The results of our processing are meticulously logged in our Data Lake. We not only track the raw output of the LLM but also potential error messages from OpenAI. The logging enables us to keep a full overview of the whole processing steps afterwards.

Making it accessible to the frontend

The extracted topics, along with their associated sentiment analyses and quotes, are added to our Elasticsearch database. This addition enables the execution of quick aggregations for searches and displaying aggregated data on the frontend. Combined with our current pagination logic, it permits filtering by topics and incorporating other filters, such as sun ratings, while at the same time maintaining system performance.

The integration of Elasticsearch into our topic analysis significantly simplified the frontend development in React. By leveraging Elasticsearch’s powerful aggregation capabilities, we can easily showcase the required data aggregations on our pages. This allows for a seamless user experience; when a user selects a topic filter, we promptly display a detailed breakdown for that specific topic. Additionally, we utilize these aggregations to efficiently query and present the most relevant reviews, complete with quotations, highlighting key insights.

Challenges

Using LLMs to extract review topics and sentiments also has some challenges.
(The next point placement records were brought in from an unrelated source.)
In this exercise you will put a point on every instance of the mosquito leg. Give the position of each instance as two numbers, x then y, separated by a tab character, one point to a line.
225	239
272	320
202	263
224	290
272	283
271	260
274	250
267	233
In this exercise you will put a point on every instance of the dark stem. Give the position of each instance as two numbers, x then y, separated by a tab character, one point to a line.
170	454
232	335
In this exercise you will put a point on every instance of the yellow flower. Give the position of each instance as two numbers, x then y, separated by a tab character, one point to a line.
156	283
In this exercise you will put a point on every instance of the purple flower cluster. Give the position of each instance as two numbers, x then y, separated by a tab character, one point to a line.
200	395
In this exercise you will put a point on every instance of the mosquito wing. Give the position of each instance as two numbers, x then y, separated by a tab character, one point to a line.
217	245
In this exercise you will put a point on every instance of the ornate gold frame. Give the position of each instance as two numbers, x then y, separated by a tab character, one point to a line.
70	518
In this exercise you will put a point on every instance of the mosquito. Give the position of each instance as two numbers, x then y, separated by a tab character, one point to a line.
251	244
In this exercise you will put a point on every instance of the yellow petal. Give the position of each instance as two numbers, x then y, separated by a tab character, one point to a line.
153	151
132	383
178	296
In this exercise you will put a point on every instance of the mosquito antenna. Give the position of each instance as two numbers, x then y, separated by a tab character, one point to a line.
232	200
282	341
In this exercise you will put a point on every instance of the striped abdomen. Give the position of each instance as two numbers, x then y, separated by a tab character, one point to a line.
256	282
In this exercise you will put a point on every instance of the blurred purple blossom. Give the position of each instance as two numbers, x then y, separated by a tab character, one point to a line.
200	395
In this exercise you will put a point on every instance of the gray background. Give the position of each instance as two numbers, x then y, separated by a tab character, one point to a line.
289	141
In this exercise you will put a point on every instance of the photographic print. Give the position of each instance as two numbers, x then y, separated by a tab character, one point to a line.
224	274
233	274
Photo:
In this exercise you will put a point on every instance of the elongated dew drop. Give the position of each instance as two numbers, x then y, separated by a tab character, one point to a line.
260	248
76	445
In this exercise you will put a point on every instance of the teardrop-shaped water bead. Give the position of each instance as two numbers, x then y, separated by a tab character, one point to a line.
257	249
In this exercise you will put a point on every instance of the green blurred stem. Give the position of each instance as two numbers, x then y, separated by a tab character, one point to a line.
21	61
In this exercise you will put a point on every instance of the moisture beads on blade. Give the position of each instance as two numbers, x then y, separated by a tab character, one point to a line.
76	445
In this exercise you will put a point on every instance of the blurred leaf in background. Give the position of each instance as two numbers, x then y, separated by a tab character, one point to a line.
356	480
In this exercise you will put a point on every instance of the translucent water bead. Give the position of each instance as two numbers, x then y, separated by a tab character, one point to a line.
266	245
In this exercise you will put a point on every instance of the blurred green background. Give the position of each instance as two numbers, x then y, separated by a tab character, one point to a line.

A notable hurdle is the model’s inclination to “correct” the UGC text, altering verbatim snippets in ways that makes it harder for us to detect the snippet in the original review. Additionally, navigating OpenAI’s content filtering poses its own set of challenges. At times, certain reviews are filtered out for reasons that are not immediately apparent. While there might be some underlying sexual connotations in some reviews that are filtered, with others it is entirely weird why this input should be filtered out. For example, the following review does not pass OpenAI’s content filter:

“Sehr schönes Hotel mit freundlichen Personal, sehr Hilfsbereit und sehr freundlich und sehr Sauber schöner Pool. Sehr schön Zimmer.” (translation: Very nice hotel with friendly staff, very helpful and very friendly and very clean, beautiful pool. Very nice room.)

When it comes to our choice for which language models we use, there are a number of criteria at stake that need to be considered. Our choice in using GPT 3.5 was determined by a trade-off between quality of results (esp. with German language extraction) and budget. At the same time, we’re exploring different avenues to use (fine-tuned) open source models as a replacement. Our experience in this respect has mostly shown two challenges: First, we still lack the same quality in the results for sentiment and topic extraction with the German language when using OSS models. Second, we also experience difficulties in achieving the same level of reliability for generating structured output in JSON format. Nevertheless, we are very confident that we will soon overcome these obstacles and use self-hosted models for these purposes.

These challenges underscore the complexities of leveraging advanced AI technologies in a way that respects the authenticity and diversity of user experiences.

Evaluation

We invite you to read our tech blog post (https://techblog.holidaycheck.com/post/2023/08/24/sentiment-analysis-llms) where we outline how we test our sentiment analysis approaches. Manual checks (even though they might sound dull) are still a cornerstone of our teams’ evaluation process, providing a hands-on approach to refining and enhancing our models. We are committed to continuous improvement, relying on these meticulous reviews to polish our algorithms. Moreover, the feature’s introduction to our users follows a strategic, gradual roll-out. This phased approach allows us to monitor the quality closely, make adjustments, and ensure that our insights are accurate and representative of the original review.

Conclusion

By leveraging LLMs to extract and analyze topics and sentiments from user reviews, HolidayCheck Group is enhancing the travel planning experience and fostering a deeper connection within our community. This is a testament to our commitment to leveraging cutting-edge technology to truly understand and meet the needs of travellers worldwide.